El
periodismo político y los politólogos suelen circunscribir exclusivamente como
“la oposición” al actual gobierno a dos clubs políticos, cada vez más próximos
entre sí: el “republicanismo” de matriz “progresista”, y el “republicanismo” de
cuño liberal,que busca ahora rodear, hasta la asfixia, a Mauricio Macri,
tratando de embretarlo en la tarea de
sustituir con el énfasis en la “gestión” las notorias indefiniciones y/o
carencias de concepción doctrinaria, de pensamiento estratégico y de visión política.
Esos dos clubs políticos, definidos así no con
una intención peyorativa sino en su exacto sentido histórico, o sea en su
condición de formaciones históricamente similares a aquellas asociaciones
ciudadanas aparecidas en la
Francia de fines del siglo XVIII, antes de la irrupción de
los partidos políticos tal cual se conocen en la actualidad, parecerían
coincidir hoy en reflotar, aunque con un sentido valorativo enteramente
opuesto, esa famosa definición de John William Cooke cuando calificaba al peronismo
como “el hecho maldito del país burgués”.
En
términos históricos, esa convergencia “republicana”, potenciada después de las
elecciones presidenciales de octubre del 2007, no es para nada novedosa.
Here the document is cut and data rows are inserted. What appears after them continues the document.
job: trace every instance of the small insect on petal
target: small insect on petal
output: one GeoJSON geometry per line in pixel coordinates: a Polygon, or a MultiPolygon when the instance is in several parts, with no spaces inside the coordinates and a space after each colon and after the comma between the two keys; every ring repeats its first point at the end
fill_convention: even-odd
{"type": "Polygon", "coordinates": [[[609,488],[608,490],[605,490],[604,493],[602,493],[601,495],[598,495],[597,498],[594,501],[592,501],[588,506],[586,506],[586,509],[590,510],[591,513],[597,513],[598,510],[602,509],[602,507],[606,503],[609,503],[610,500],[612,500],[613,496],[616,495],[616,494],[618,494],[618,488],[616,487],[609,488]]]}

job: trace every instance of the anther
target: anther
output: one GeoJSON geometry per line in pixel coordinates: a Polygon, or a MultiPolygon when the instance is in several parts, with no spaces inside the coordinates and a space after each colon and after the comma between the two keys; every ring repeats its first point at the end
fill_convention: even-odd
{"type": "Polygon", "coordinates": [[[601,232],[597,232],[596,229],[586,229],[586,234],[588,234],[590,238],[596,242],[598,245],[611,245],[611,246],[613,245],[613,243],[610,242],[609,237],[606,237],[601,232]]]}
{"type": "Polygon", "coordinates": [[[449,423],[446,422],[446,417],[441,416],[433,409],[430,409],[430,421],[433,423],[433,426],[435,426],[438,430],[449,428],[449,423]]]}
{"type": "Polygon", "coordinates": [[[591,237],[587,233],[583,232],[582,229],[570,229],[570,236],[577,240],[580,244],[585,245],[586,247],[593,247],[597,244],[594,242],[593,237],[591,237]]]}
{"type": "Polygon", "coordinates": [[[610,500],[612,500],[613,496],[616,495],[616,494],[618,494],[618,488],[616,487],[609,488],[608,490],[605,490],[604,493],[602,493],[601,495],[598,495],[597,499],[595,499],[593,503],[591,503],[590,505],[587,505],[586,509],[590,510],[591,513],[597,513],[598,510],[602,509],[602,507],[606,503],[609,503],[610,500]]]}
Su
primera expresión fue la
Unión Democrática de 1945, cuya derrota en las urnas marcó el
advenimiento del peronismo como la principal fuerza política argentina durante
una década, interrumpida por un golpe de estado cívico-militar en el que esos
“repúblicos” del 45 desempeñaron un rol preponderante.
Sí, como
decía Hegel, la historia se repite primero como tragedia y después como farsa,
la última encarnación de esa confluencia
de raíz antiperonista fue la
Alianza, esa efímera asociación entre el “republicanismo
progresista” del FREPASO y el clásico “republicanismo radical”, encarnado en
esa oportunidad por Fernando de la
Rúa.
Para todas
estas fracasadas experiencias históricas que van desde la Unión Democrática
de 1945 hasta el FPLV 2015, vale la inolvidable frase de Jorge Luis Borges “no
nos une el amor, sino el espanto”, entendido en este caso el espanto como la
metáfora literaria del “hecho maldito” de Cooke.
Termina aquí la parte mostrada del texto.